LHDA awards bulk power contract

29 October 2019

The Lesotho Highlands Development Authority (LHDA) announced that Mkhulu Electro Distribution Projects (Pty) Ltd has won the contract for the construction of a 132kV power line from Matsoku to Polihali, an essential component of the Lesotho Highlands Water Project Phase II.

The second of the two bulk power components of the Phase II advance infrastructure, the project commenced in September and is expected to be completed in two years. The project is valued at M494 million.

The works under this contract include the construction of a new, approximately 38km long, 132kV line between the existing Lesotho Electricity Company (LEC) transmission network in the Matsoku Valley to the Polihali Dam construction site, and the upgrading of existing LEC lines from Ha Lejone to Matsoku, and Maputsoe to Katse. The upgrade comprises the installation of insulation and shielding earth conductors. The works also include the installation of optical ground wire (fibre) communication line from Maputsoe to Katse and Polihali. This line is intended to enhance communication at the project area.

South African-based Mkhulu Electro Distribution Projects has extensive experience in overhead transmission line construction and civil engineering projects in southern Africa, including in Namibia, South Africa, Botswana and Mozambique.

In March 2019, the LHDA awarded the tender for the construction of a 33kV line and the diversion of an existing 33kV LEC distribution line to LSP Construction at a contract value of M41 million. The 33kV line which is constructed from the existing Letseng/Mokhotlong distribution network will supply power to the Polihali construction village site, temporarily. Sections of an existing LEC 33kV distribution network between Letšeng and Mokhotlong, will be submerged in five different positions by the new Polihali Dam at full supply level necessitating the diversion of the existing line.

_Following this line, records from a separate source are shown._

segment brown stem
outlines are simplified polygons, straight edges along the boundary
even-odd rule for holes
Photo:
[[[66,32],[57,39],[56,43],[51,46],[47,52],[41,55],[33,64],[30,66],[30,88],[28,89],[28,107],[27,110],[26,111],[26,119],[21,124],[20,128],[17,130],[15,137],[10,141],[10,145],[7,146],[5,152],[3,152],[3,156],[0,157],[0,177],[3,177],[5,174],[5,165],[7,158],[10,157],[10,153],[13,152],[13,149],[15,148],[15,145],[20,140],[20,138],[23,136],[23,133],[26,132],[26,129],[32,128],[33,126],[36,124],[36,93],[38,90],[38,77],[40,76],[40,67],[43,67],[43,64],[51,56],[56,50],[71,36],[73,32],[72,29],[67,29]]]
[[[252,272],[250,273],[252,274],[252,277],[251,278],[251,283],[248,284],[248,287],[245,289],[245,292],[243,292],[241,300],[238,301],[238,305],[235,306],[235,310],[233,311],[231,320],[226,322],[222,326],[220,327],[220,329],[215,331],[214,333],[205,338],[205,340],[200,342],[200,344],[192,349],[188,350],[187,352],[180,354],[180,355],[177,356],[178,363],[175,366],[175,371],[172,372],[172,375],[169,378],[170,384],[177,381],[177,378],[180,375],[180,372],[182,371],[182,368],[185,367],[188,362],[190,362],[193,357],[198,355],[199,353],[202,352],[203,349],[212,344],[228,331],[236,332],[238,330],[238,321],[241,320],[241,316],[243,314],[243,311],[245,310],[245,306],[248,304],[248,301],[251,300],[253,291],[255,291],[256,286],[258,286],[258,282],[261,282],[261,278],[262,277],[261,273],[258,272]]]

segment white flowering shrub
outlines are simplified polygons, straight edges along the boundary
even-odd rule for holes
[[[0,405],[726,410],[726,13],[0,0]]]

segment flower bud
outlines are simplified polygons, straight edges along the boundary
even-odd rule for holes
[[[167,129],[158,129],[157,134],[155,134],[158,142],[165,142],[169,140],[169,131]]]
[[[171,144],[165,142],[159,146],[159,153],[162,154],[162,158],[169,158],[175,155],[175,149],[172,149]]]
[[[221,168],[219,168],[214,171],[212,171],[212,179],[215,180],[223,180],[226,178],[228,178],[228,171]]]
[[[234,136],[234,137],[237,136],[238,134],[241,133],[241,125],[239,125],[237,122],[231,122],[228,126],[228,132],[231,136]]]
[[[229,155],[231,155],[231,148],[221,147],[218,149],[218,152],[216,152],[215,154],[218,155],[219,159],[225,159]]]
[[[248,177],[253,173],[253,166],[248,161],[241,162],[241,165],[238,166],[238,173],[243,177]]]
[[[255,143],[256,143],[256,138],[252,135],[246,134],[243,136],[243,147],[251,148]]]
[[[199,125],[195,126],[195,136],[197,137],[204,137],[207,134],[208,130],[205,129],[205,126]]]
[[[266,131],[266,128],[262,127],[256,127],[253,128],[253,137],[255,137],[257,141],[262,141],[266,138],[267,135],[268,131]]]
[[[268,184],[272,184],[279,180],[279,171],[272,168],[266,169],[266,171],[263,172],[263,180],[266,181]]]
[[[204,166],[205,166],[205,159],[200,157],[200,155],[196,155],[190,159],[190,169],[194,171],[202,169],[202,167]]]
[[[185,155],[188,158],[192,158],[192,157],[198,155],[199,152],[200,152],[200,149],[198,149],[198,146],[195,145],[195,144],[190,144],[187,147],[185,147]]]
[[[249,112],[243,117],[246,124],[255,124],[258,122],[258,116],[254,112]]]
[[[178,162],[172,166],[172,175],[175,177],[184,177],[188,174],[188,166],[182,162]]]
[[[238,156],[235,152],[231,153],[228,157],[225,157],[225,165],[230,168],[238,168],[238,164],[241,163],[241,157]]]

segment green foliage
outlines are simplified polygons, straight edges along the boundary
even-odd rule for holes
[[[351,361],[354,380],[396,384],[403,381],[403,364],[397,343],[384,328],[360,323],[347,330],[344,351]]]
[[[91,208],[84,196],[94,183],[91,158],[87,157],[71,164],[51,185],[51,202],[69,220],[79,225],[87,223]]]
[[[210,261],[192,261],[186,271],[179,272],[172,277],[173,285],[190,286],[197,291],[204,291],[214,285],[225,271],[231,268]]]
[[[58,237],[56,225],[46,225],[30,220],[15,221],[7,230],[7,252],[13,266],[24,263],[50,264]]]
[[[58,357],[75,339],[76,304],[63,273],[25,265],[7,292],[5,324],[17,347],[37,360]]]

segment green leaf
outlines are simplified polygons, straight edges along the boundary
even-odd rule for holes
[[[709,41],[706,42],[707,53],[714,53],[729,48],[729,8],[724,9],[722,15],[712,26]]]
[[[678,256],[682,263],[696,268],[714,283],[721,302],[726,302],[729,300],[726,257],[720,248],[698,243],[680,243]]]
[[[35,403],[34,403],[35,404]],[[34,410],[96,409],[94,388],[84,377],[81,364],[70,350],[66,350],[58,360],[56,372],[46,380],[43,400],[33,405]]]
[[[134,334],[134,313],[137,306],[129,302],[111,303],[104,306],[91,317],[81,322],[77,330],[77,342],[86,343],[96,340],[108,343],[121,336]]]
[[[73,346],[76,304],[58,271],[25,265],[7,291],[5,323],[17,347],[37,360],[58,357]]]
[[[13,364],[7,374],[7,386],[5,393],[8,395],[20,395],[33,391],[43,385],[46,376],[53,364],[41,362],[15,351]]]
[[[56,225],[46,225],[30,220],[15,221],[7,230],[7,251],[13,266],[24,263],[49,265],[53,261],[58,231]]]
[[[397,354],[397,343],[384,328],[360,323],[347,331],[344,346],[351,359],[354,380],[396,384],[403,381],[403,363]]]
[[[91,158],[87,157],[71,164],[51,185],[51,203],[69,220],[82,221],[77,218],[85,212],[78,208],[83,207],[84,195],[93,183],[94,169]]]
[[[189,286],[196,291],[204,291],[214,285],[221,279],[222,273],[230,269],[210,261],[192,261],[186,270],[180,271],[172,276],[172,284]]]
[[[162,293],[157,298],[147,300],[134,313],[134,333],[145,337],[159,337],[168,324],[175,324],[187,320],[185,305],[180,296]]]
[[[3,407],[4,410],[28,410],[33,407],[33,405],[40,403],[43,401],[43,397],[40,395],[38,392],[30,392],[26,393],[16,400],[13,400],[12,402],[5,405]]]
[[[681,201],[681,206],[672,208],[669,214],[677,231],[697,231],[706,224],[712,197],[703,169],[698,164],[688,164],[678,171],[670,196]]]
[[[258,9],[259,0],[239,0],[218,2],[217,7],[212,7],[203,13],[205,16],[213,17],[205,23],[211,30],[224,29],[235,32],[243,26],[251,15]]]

Phase II of the Lesotho Highlands Water Project builds on the successful completion of Phase I in 2003. It delivers water to the Gauteng region of South Africa and utilises the water delivery system to generate hydroelectricity for Lesotho. Phase II will increase the current water supply rate of 780 million cubic metres per annum incrementally to more than 1 270 million cubic metres per annum. At the same time, it will increase the quantity of electricity generated in Lesotho and is a further step in the process of securing an independent electricity source. The hydropower further feasibility studies have confirmed that conventional hydropower is the preferred option for Phase II.